A while ago I did a post about using every part of everything when cooking. This time, I want to talk about vegetable stock. Vegetable stock is useful for soups and some rice recipes and lentil recipes I have. And it is the easiest thing. But the recipe takes like 1 month + to prepare.
Step 1: Save ALL the food scraps. Ends of carrots, potato peels, pumpkin peels, onion (but no the skin stuff), broccoli bits, zucchini bits.... basically everything. I find it funny that I use the skin of pumpkin from when I make pumpkin soup to help me make the stock that goes into the soup. Soupception. Freeze these in freezer till ready (I collected scraps for a month).
Step 2. When you have like a decent amount of scraps (I had a 4L ice-cream container and go 1 jar of stock....) Put all in a pot, and 3/4 fill with water (don't cover it with water fully).
Step 3. Boil. - the scraps will decrease in size
Step 4. Simmer for 1/2 an hour.
Step 5. Strain. Scraps NOW go in the compost. And stock goes into fridge/freezer.
Why does everything I make look like poo at the end?
It does look much darker than expected.... but it smells AMAZING!!
I have heard you can also add salt. But I'm a bit on the can't be bothered side of that.
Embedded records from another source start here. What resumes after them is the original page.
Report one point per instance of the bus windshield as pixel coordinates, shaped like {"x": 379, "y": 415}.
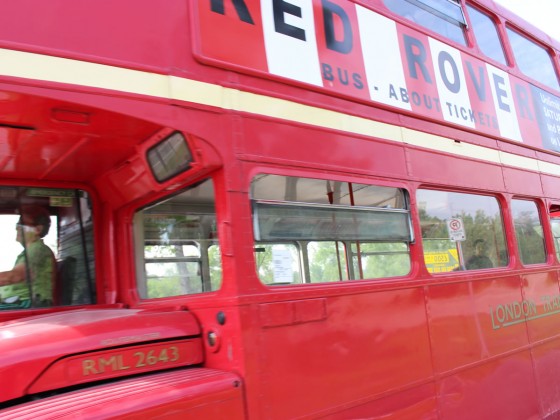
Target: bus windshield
{"x": 46, "y": 238}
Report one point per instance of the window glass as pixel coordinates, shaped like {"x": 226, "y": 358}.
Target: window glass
{"x": 383, "y": 259}
{"x": 444, "y": 17}
{"x": 533, "y": 60}
{"x": 278, "y": 263}
{"x": 177, "y": 245}
{"x": 461, "y": 231}
{"x": 327, "y": 261}
{"x": 486, "y": 35}
{"x": 555, "y": 223}
{"x": 528, "y": 231}
{"x": 47, "y": 248}
{"x": 326, "y": 230}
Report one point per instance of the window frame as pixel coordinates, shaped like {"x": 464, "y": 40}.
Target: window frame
{"x": 403, "y": 199}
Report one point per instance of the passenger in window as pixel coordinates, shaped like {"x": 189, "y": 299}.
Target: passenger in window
{"x": 30, "y": 281}
{"x": 479, "y": 259}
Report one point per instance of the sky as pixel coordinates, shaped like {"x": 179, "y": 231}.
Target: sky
{"x": 543, "y": 14}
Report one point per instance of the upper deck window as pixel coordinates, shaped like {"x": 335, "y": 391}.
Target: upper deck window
{"x": 533, "y": 60}
{"x": 486, "y": 35}
{"x": 442, "y": 16}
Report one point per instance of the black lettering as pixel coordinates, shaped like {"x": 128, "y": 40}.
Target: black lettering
{"x": 392, "y": 92}
{"x": 479, "y": 84}
{"x": 343, "y": 76}
{"x": 327, "y": 72}
{"x": 445, "y": 57}
{"x": 416, "y": 57}
{"x": 523, "y": 101}
{"x": 217, "y": 6}
{"x": 329, "y": 10}
{"x": 358, "y": 83}
{"x": 279, "y": 8}
{"x": 499, "y": 82}
{"x": 404, "y": 96}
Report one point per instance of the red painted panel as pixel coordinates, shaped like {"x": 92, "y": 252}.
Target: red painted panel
{"x": 500, "y": 389}
{"x": 464, "y": 326}
{"x": 368, "y": 344}
{"x": 182, "y": 394}
{"x": 522, "y": 182}
{"x": 542, "y": 308}
{"x": 411, "y": 404}
{"x": 550, "y": 186}
{"x": 546, "y": 360}
{"x": 450, "y": 170}
{"x": 324, "y": 149}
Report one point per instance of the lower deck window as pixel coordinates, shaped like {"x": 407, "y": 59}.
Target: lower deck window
{"x": 47, "y": 248}
{"x": 528, "y": 231}
{"x": 461, "y": 231}
{"x": 177, "y": 245}
{"x": 315, "y": 231}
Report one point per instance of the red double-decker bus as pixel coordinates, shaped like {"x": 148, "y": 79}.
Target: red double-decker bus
{"x": 278, "y": 209}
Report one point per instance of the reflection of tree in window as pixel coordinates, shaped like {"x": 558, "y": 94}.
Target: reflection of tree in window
{"x": 528, "y": 231}
{"x": 482, "y": 222}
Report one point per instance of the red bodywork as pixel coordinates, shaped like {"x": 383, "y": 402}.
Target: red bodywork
{"x": 417, "y": 346}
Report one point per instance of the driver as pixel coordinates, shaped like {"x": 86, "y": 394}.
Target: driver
{"x": 30, "y": 281}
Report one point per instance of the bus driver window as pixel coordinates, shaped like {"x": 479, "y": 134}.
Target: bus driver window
{"x": 47, "y": 250}
{"x": 36, "y": 261}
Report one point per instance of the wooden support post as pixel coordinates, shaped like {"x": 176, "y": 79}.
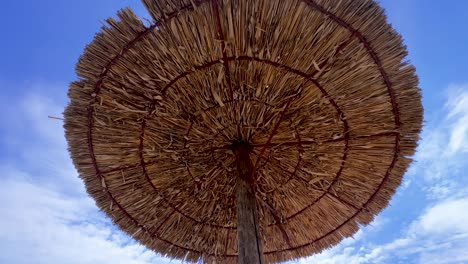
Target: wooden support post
{"x": 248, "y": 234}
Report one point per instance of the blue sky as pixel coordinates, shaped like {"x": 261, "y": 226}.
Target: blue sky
{"x": 46, "y": 216}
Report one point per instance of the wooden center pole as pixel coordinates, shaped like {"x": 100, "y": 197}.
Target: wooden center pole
{"x": 248, "y": 235}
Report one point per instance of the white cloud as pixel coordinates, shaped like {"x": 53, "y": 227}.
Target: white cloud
{"x": 447, "y": 217}
{"x": 41, "y": 226}
{"x": 443, "y": 150}
{"x": 458, "y": 111}
{"x": 46, "y": 216}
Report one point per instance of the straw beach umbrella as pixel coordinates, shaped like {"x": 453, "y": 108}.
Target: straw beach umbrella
{"x": 244, "y": 131}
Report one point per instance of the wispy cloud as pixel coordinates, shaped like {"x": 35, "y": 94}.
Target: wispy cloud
{"x": 47, "y": 216}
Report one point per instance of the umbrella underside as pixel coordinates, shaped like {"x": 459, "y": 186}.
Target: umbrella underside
{"x": 318, "y": 90}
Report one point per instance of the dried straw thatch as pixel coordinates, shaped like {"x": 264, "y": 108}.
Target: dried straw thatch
{"x": 320, "y": 89}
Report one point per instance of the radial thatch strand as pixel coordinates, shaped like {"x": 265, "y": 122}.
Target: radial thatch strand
{"x": 319, "y": 88}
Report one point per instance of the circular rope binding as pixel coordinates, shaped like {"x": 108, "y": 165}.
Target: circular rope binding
{"x": 319, "y": 90}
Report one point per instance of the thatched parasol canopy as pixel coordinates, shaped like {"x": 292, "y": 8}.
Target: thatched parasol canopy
{"x": 309, "y": 103}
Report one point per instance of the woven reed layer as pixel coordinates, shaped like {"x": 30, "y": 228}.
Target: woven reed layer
{"x": 320, "y": 89}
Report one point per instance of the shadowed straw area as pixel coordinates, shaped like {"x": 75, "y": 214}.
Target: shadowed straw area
{"x": 319, "y": 89}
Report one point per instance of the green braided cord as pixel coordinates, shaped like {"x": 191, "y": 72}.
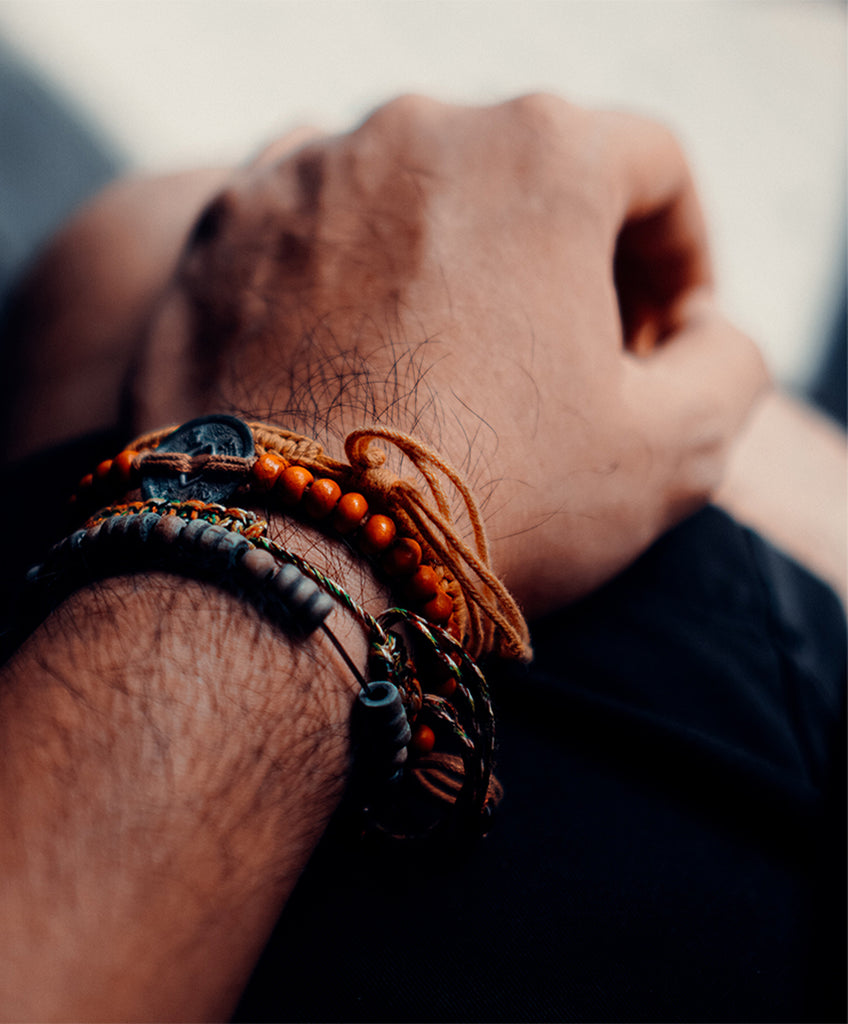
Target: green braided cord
{"x": 437, "y": 707}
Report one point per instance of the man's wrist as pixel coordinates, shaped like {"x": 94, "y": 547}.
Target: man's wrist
{"x": 193, "y": 754}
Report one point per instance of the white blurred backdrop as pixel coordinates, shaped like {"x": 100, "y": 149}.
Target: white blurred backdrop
{"x": 755, "y": 88}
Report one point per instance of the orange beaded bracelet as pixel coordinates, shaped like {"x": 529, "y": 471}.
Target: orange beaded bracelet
{"x": 387, "y": 519}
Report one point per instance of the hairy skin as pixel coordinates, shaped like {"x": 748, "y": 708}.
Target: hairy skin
{"x": 528, "y": 288}
{"x": 180, "y": 757}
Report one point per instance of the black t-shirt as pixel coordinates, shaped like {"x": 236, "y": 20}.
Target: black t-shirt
{"x": 670, "y": 845}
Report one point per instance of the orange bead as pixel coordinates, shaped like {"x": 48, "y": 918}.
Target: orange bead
{"x": 378, "y": 534}
{"x": 404, "y": 558}
{"x": 349, "y": 512}
{"x": 266, "y": 469}
{"x": 438, "y": 609}
{"x": 423, "y": 585}
{"x": 292, "y": 482}
{"x": 423, "y": 739}
{"x": 322, "y": 498}
{"x": 123, "y": 470}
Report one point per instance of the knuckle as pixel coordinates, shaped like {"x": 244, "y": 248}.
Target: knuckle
{"x": 403, "y": 111}
{"x": 545, "y": 112}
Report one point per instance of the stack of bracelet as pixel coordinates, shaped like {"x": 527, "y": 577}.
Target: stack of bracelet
{"x": 423, "y": 729}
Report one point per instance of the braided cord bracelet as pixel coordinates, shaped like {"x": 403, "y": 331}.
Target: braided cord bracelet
{"x": 423, "y": 725}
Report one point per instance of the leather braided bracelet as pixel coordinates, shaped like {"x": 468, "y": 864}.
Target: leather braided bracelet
{"x": 423, "y": 728}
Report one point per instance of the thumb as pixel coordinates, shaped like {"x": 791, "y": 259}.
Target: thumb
{"x": 689, "y": 398}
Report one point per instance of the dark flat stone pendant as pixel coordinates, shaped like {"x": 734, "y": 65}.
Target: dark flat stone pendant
{"x": 216, "y": 434}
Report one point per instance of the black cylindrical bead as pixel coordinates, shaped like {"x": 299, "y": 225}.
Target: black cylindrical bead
{"x": 383, "y": 726}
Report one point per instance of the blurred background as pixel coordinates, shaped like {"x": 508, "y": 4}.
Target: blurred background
{"x": 755, "y": 89}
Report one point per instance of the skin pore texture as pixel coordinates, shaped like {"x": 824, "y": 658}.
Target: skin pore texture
{"x": 526, "y": 288}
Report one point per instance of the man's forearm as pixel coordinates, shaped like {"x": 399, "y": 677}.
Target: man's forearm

Now I wouldn't label this as reusing... because you don't reuse scraps. It isn't reducing, it isn't refilling, it isn't recycling, it isn't refusing, it isn't rotting... I think we need a new category called 'recognising.' When we look at objects, especially foods, we need to recognise all of the pieces that they have and use them to their fullest.
e.g. Lemon - juice (can be used in recipes and for cleaning), skins, (can be used for recipes and cleaning), seeds (can be used for replanting).
Pumpkin - flesh (soup), skin (stock), seeds (snack or replanting)
Someone once told me that oranges were like the Trinity. I have never liked that analogy because to me, the trinity was always like one of those Russian wedding rings, where it is one ring, but three rings. But I think that was more of a reflection on my inability to see how each part of an orange had the same value. But now I see that, I guess an orange is an OK way of explaining the trinity.